Abstract

The aim of the meta-analysis was to explore the clinicopathological and prognostic significance of long non-coding RNA (lncRNA) myocardial infarction-associated transcript (MIAT) in various cancers. We searched multiple databases, including PubMed, China National Knowledge 53 Infrastructure (CNKI), Springer, Web of Science, and Cochrane, for articles on the prognostic value of lncRNA MIAT in various cancers before 25 March 2021. The odds ratio (OR) and 95% confidence interval (CI) were adopted to evaluate the clinicopathological features and outcomes of cancers. The Cancer Genome Atlas dataset was used to identify the differential expression and prognostic significance of lncRNA MIAT. We enrolled 14 publications, including 1,573 cancer patients. Higher lncRNA MIAT expression was significantly related to worse overall survival (OR=3.13, 95% CI: 2.47-3.96, p<0.05), regardless of cancer types, sample size, and follow-up time of the included studies.
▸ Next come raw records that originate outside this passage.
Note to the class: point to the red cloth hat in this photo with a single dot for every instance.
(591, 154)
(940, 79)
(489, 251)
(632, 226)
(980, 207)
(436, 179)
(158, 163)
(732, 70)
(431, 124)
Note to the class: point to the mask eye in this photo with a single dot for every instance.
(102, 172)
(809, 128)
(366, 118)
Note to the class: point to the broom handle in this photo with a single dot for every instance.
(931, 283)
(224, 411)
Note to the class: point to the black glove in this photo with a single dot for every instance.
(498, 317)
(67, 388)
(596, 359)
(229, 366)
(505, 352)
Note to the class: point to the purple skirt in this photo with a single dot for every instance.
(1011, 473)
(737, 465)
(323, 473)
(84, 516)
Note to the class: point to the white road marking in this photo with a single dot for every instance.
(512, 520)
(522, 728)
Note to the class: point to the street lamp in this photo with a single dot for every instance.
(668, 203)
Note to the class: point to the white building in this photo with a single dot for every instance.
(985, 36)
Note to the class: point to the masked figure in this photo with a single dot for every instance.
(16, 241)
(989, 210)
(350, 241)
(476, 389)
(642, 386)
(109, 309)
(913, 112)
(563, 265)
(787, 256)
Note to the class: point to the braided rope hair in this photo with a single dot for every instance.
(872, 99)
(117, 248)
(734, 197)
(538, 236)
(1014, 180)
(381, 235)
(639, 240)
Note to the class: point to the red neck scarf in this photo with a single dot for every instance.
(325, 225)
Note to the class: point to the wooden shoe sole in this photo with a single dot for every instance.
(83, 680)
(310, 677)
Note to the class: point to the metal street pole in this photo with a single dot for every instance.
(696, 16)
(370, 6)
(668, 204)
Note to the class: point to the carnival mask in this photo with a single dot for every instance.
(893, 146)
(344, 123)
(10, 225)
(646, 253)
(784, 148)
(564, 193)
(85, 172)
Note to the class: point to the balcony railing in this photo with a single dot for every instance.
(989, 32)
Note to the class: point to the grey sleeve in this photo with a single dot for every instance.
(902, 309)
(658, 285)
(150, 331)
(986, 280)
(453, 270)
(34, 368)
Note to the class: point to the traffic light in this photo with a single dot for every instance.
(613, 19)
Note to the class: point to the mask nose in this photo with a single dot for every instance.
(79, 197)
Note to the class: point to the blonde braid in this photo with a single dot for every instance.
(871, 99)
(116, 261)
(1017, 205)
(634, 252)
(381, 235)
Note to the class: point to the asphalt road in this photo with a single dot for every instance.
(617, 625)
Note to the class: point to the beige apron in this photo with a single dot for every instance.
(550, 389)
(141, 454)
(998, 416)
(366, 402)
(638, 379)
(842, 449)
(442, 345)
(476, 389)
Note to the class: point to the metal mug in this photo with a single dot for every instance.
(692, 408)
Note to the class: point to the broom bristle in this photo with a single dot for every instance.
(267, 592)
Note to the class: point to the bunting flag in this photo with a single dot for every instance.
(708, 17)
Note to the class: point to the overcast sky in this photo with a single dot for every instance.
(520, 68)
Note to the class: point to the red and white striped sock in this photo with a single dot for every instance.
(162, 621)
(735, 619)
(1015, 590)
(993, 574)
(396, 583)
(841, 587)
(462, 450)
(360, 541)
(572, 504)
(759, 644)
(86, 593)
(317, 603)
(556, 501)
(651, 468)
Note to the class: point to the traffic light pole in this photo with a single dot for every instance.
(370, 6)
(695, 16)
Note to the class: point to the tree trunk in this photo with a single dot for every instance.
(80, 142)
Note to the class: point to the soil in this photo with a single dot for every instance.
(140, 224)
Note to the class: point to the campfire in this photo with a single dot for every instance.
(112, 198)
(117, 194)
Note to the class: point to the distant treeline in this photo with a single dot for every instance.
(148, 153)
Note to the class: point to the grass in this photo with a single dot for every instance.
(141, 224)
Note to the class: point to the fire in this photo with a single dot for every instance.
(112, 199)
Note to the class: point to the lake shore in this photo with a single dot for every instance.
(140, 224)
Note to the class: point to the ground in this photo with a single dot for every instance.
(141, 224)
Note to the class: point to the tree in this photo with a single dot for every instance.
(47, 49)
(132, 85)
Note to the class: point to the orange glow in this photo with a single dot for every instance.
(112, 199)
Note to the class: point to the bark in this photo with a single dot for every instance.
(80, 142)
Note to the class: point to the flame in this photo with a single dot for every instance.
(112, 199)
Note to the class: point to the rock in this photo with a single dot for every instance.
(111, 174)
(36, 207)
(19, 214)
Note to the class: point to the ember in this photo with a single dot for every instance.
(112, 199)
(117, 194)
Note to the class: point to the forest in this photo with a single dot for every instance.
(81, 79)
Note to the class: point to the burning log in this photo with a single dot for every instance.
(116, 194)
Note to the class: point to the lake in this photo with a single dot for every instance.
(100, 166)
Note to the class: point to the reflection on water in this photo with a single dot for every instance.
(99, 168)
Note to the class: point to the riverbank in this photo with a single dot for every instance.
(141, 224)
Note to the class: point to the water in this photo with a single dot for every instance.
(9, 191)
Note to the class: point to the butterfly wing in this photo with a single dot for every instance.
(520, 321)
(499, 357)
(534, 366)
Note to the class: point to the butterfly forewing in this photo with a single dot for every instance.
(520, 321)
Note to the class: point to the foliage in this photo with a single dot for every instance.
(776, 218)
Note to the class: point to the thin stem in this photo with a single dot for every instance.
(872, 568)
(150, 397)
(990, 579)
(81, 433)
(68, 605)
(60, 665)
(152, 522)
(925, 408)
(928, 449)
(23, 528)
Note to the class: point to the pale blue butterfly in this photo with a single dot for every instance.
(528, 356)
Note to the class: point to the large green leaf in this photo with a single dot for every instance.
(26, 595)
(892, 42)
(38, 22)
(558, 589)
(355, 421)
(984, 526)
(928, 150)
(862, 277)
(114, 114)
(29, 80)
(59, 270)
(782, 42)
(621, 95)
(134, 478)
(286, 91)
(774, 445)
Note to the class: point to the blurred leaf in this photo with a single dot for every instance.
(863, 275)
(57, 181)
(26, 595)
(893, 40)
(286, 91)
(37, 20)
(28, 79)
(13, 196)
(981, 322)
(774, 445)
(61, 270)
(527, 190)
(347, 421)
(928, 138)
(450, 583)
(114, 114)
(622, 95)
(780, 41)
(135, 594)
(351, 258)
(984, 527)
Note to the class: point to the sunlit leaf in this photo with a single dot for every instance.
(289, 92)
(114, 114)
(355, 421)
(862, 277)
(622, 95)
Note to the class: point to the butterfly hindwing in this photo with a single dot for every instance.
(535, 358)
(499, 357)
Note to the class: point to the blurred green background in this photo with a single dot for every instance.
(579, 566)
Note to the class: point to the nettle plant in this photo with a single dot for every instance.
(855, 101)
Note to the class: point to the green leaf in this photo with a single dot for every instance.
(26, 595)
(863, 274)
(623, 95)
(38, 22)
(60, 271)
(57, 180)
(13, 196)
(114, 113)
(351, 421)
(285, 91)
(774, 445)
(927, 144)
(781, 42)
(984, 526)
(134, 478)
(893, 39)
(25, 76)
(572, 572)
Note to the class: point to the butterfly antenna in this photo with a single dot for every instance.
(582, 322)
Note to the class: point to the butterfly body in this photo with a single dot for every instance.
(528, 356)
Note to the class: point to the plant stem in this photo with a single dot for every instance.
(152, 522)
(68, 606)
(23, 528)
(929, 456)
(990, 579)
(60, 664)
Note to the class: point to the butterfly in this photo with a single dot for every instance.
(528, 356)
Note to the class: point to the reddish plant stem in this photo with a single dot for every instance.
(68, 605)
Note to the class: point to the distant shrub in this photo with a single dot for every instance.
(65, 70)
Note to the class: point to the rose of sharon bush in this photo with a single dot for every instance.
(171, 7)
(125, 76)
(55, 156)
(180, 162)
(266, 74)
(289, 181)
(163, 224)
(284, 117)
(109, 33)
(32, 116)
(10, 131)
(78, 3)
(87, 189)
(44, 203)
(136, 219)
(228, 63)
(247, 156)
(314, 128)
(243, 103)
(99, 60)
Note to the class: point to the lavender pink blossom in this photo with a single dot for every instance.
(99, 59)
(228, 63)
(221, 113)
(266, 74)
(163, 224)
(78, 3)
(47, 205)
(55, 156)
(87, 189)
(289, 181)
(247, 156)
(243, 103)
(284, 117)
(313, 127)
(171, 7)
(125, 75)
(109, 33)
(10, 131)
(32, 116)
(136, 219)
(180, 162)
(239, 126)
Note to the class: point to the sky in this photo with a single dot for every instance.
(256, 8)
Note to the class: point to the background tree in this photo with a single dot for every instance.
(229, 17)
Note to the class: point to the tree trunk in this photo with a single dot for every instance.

Additionally, higher lncRNA MIAT expression was associated with larger tumour sizes (OR=1.67, 95% CI: 1.24-2.26, p<0.05), advanced clinical stage (OR=4.79, 95% CI: 3.38-6.79, p<0.05), lymph nodes metastasis (OR=7.33, 95% CI: 4.61-11.67, p<0.05), and distant metastasis (OR=2.62, 95% CI: 1.88-3.66, p<0.05), but not associated with age and gender. We found no publication bias, and sensitivity analysis indicated that the results were reliable. Higher lncRNA MIAT expression may predict larger tumour sizes, advanced clinical stage, metastasis of cancers, and lower overall survival rate. LncRNA MIAT may serve as a useful clinicopathological and prognostic biomarker for cancers.